Bisnis.com, JAKARTA—Dana kelolaan atau asset under management (AUM) industri reksa dana merosot lebih dari 5 persen pada Mei lalu, perpindahan investasi dana haji menjadi salah satu penyebabnya.
Berdasarkan data Otoritas Jasa Keuangan per akhir Mei 2021, AUM reksa dana secara industri tercatat sebesar Rp536,28 triliun, turun 5,59 persen dari posisi Rp568,02 triliun per akhir April lalu.
Dalam periode yang sama, unit penyertaan reksa dana secara industri juga susut dari 430,81 miliar unit menjadi 397,58 miliar unit.
Jika dilihat berdasarkan jenis, reksa dana terproteksi menyumbang penurunan terbesar yakni susut Rp39,87 triliun atau 28,79 persen dalam sebulan, menjadi Rp98,61 triliun dari sebelumnya Rp138,61 triliun.
Penurunan ini juga memperkecil porsi reksa dana terproteksi di industri yang semula 24,38 persen per akhir April 2021 menjadi hanya 18,39 persen per akhir Mei 2021.

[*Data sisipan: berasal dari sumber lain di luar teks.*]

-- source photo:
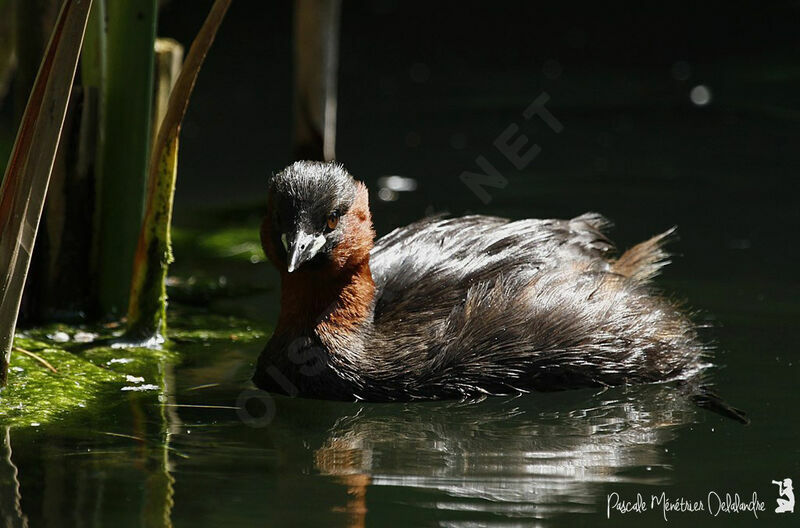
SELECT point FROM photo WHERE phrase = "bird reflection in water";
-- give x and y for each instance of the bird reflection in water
(527, 457)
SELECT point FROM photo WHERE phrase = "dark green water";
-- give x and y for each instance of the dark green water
(633, 147)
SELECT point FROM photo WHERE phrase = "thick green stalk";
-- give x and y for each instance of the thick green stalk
(124, 152)
(27, 175)
(148, 298)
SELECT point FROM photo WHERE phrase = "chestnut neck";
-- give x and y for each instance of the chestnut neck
(329, 302)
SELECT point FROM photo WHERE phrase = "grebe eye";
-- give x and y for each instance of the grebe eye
(333, 220)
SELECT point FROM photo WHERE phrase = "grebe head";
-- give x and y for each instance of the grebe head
(317, 219)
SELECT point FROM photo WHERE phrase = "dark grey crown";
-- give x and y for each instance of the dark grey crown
(307, 183)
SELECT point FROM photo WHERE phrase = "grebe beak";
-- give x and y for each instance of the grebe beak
(303, 248)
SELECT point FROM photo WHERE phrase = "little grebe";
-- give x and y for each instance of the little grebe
(454, 308)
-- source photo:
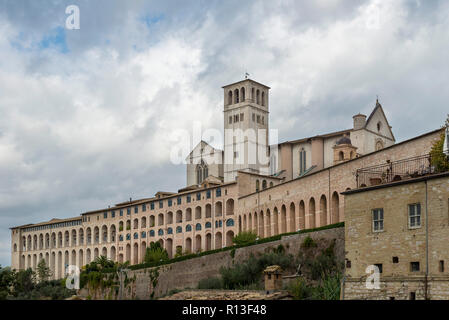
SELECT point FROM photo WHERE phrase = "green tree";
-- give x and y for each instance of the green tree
(244, 237)
(43, 272)
(155, 253)
(438, 159)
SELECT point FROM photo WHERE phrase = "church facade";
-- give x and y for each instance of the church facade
(274, 189)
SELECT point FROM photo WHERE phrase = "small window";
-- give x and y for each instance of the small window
(379, 265)
(414, 215)
(414, 266)
(378, 220)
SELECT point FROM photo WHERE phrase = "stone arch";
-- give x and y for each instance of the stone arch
(135, 253)
(188, 245)
(292, 224)
(302, 215)
(268, 223)
(283, 219)
(189, 214)
(218, 240)
(198, 243)
(229, 207)
(229, 237)
(169, 217)
(218, 209)
(178, 216)
(104, 234)
(323, 211)
(311, 213)
(335, 208)
(275, 221)
(208, 241)
(208, 210)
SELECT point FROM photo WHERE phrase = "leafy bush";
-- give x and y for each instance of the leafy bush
(244, 238)
(155, 253)
(210, 283)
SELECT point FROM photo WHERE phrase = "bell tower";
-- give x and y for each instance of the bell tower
(246, 144)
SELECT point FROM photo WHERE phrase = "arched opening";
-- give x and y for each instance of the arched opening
(292, 225)
(198, 243)
(230, 207)
(178, 216)
(283, 219)
(188, 214)
(218, 240)
(208, 210)
(311, 213)
(160, 219)
(302, 215)
(275, 221)
(169, 247)
(208, 242)
(135, 253)
(188, 245)
(197, 213)
(268, 223)
(229, 237)
(335, 208)
(323, 211)
(218, 209)
(113, 254)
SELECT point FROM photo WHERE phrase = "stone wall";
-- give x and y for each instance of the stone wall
(187, 274)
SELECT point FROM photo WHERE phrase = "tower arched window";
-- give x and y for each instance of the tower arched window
(202, 172)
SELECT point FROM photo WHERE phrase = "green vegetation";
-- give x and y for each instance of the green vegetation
(244, 238)
(27, 285)
(155, 253)
(438, 158)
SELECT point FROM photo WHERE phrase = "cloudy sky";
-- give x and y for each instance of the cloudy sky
(87, 116)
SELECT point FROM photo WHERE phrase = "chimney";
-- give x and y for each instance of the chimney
(359, 121)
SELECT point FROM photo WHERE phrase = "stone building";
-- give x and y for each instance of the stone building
(399, 227)
(224, 198)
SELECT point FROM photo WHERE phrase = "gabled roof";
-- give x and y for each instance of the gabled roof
(376, 108)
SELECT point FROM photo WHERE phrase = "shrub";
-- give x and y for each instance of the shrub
(210, 283)
(244, 237)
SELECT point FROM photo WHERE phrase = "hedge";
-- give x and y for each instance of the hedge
(205, 253)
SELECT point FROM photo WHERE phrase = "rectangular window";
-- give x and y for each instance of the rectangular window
(378, 220)
(414, 266)
(379, 265)
(414, 215)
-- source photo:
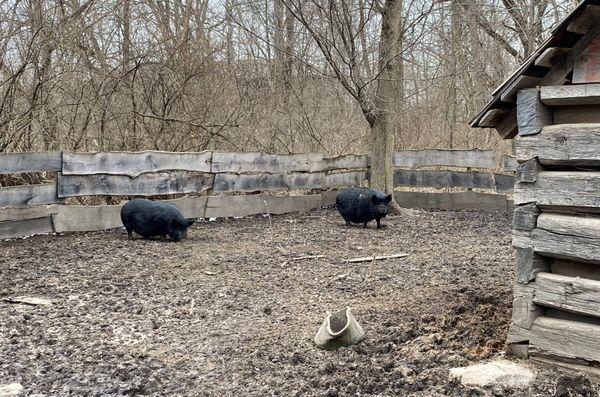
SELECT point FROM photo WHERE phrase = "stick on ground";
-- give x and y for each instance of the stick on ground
(375, 258)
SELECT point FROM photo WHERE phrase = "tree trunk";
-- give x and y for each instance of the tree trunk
(456, 36)
(386, 97)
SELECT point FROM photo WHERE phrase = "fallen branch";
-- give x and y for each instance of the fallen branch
(28, 301)
(375, 258)
(301, 258)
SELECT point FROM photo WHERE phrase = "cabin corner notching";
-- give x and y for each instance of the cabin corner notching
(551, 106)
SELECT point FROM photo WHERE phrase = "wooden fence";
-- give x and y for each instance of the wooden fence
(209, 179)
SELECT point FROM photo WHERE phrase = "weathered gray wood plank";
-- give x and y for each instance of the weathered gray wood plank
(454, 158)
(144, 185)
(258, 182)
(569, 237)
(444, 179)
(571, 268)
(504, 183)
(452, 201)
(20, 196)
(230, 206)
(29, 162)
(347, 161)
(565, 338)
(133, 163)
(555, 188)
(525, 217)
(266, 163)
(563, 144)
(577, 94)
(24, 228)
(509, 163)
(532, 114)
(572, 294)
(20, 214)
(527, 172)
(528, 264)
(345, 179)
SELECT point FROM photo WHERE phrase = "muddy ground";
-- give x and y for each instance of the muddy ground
(229, 312)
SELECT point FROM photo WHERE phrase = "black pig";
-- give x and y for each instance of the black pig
(359, 205)
(153, 218)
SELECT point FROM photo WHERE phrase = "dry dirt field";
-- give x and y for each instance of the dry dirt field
(229, 312)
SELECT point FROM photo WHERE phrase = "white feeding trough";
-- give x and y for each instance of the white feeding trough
(340, 329)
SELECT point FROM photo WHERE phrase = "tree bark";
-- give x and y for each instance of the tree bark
(386, 97)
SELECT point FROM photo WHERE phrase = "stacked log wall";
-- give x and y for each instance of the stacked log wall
(556, 228)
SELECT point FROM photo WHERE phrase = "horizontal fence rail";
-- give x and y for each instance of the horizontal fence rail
(36, 209)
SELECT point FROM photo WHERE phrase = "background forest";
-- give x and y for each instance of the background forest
(280, 76)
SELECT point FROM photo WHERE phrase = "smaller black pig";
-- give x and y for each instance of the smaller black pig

Direktur Riset dan Kepala Investasi Alternatif PT Bahana TCW Investment Management Soni Wibowo mengatakan penurunan AUM reksa dana pada Mei lalu sebagian besar berasal dari reksa dana terproteksi syariah milik Badan Pengelola Keuangan Haji (BPKH).
Baca Juga
“Jadi yang terproteksi berkurang itu sebagian besar dana haji,” kata Soni ketika dihubungi Bisnis, Selasa (8/6/2021).
PT Bahana TCW Investment Management sendiri menjadi salah satu dari 15 manajer investasi di Indonesia yang mendapat mandat pengelolaan dana haji melalui instrumen reksa dana. Soni menyebut dana haji yang dikelola perseroan mencapai hampir Rp5 triliun.
Soni menjelaskan, pada dasarnya sejak dua tahun lalu BPKH memang menaruh dana di produk reksa dana terproteksi syariah dengan aset dasar surat berharga negara syariah (SBSN) karena memang pajak yang dikenakan untuk reksa dana lebih kecil yakni 10 persen.
Akan tetapi, sejak munculnya peraturan baru dalam UU Cipta Kerja yang kemudian diatur PMK no. 18 Tahun 2021, BPKH mendapat pengecualian pajak termasuk penghasilan dari pengembangan keuangan haji dalam bidang atau instrumen keuangan tertentu.
"Mereka bebas dari pajak sehingga tak ada gunanya menaruh dana di reksa dana terproteksi lagi. Mereka memutuskan untuk pergi dari semua reksa dana, tapi paling mudah [pencairannya] itu di reksa dana terproteksi,” tutur Soni.
Perpindahan dana tersebut juga tercermin dalam data kepemilikan SBN Rupiah dari DJPPR, yang mana untuk periode 30 April 2021-31 Mei 2021 terdapat penurunan kepemilikan oleh reksa dana sebesar Rp33,08 triliun.